Il mondo scientifico è un pachiderma lento e macchinoso; richiede molto tempo e molti finanziamenti per arrivare ai suoi risultati. Inoltre, quando escono le pubblicazioni, sembra tutto un successo: nessun fallimento, nessun risultato negativo, nessuna strada tentata e poi fallita. La realtà è molto diversa! La scienza è fatta di un continuo trial and error: un provare per fallire che solo alla fine porta alla scoperta, alla pubblicazione ed al progresso tecnologico e scientifico di tutti.
Quando si legge una notizia o un articolo scientifico è necessario sottintendere come ciò sia il frutto di un lavoro lungo e faticoso e non solo il prodotto di un’illuminazione istantanea di uno scienziato in preda a qualche visione mistica. Parlare di scoperte dell’anno è di conseguenza solo un modo per tenerne traccia e di fare il punto nel momento in cui, ancora una volta, la Terra finisce il suo giro ellittico intorno al Sole.
Premesso tutto questo, il 2019 è stato un anno molto interessante dal punto di vista scientifico: tante scoperte in ambiti molto diversi e molti spunti per ricerche future. Nature[1] e Science, i due massimi riferimenti per la scienza generalista, hanno riassunto in una serie di articoli e di speciali gli avvenimenti più importanti dell’anno: gli articoli più importanti, le notizie più dirompenti, le immagini più impressionanti, i libri scientifici da leggere, quelli da scrivere e gli avvenimenti più travolgenti.
Partendo dalle immagini non c’è dubbio che la fotografia ricostruita al computer di un buco nero[2] e del suo orizzonte degli eventi sia stata la vera e proprio “bomba” dell’anno[3] per l’astrofisica e non solo. Grazie a un lungo lavoro di una rete mondiale di astrofisici si è riusciti nella missione di immortalare quella che Heino Falcke, della Radboud University di Nijmegen, ha descritto come “la porta dell’inferno e la fine dello spazio-tempo”.
Al di là della visione, di per sé molto suggestiva, la vera meraviglia di questa immagine sta nell’esser riusciti a cogliere quel sottile cerchio di luce che sta sul bordo del campo gravitazionale del buco nero, cioè che è al confine tra l’essere visibile e l’essere risucchiato giù dalla gravità.

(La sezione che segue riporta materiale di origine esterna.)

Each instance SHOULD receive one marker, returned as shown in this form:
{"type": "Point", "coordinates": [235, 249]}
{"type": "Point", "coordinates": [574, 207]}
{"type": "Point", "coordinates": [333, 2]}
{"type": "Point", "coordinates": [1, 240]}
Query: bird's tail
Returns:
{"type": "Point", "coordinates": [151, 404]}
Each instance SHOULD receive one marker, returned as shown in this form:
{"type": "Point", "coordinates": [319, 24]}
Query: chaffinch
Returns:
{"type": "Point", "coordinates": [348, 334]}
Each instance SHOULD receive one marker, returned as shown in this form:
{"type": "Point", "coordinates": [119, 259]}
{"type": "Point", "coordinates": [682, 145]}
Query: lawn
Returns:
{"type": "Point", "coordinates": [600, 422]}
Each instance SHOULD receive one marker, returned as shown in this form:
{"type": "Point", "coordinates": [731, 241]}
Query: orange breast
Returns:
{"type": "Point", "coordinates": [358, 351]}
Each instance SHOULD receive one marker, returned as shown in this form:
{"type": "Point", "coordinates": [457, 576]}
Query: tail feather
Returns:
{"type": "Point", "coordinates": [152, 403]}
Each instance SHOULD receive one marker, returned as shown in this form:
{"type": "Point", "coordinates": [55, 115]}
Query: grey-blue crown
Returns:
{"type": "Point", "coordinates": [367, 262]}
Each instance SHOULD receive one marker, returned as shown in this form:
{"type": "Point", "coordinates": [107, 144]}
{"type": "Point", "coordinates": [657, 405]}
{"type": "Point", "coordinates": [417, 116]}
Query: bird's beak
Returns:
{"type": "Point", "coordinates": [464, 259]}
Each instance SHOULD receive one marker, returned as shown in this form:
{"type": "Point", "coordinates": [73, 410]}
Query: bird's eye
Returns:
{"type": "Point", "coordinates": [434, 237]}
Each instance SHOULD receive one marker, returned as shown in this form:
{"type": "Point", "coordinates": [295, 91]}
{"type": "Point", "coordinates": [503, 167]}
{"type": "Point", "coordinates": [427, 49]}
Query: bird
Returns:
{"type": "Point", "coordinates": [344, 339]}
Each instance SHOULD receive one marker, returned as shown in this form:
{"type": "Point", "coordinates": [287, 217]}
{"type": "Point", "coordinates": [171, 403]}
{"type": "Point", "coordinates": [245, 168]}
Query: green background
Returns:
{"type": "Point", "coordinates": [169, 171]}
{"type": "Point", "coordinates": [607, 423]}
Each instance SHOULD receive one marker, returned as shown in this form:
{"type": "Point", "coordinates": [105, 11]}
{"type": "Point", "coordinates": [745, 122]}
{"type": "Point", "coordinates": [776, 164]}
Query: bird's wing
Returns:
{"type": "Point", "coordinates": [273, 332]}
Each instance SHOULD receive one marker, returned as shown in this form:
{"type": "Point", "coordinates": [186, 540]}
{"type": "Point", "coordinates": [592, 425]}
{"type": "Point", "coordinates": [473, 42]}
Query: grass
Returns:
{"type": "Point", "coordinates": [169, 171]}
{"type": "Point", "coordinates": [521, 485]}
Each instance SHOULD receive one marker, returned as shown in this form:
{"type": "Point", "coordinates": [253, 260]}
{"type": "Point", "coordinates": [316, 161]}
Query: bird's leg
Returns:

Per dare l’idea di cosa stiamo parlando: quel supermassive black hole si trova al centro di una galassia a più di 55 milioni di anni luce da noi (la stella a noi più vicina, escluso il Sole, Proxima Centauri dista circa 4 anni luce!) e ha una massa stimata pari a 6.5 miliardi di volte quella del Sole. Per riuscire in questa impresa i fisici e gli ingegneri del progetto Event Horizon Telescope hanno dovuto superare un problema non da poco: la risoluzione richiesta avrebbe richiesto un telescopio grande come la Terra! Per riuscirci, hanno quindi utilizzato telescopi già presenti in giro per il mondo e una tecnica di interferometria per ottenere dati come se fossero stati ottenuti da un telescopio delle dimensioni terrestri. Alla fine questi dati sono stati elaborati in due diversi centri e confrontati fino alla risultante comparsa dell’anello di fuoco, cioè del buco nero con il suo orizzonte degli eventi.
Questa eccezionale immagine ha fatto passare in secondo piano altre fotografie e immagini molto belle e ricche di significato come la foto del ghiaccio che si rompe sulle coste della Groenlandia, l’immagine di alcuni protozoi (organismi unicellulari) marini catturati con un risoluzione incredibile, la foto a fluorescenza di un embrione di tartaruga durante la sua crescita, le foto dei devastanti incendi in California o quelle della lotta al bracconaggio in Africa, quella di due jet militari che infrangono la barriera del suono o quelle sui reportage sulla cura di malattie come l’Ebola in alcune regioni africane. Tutte immagini che si possono trovare nei riferimenti.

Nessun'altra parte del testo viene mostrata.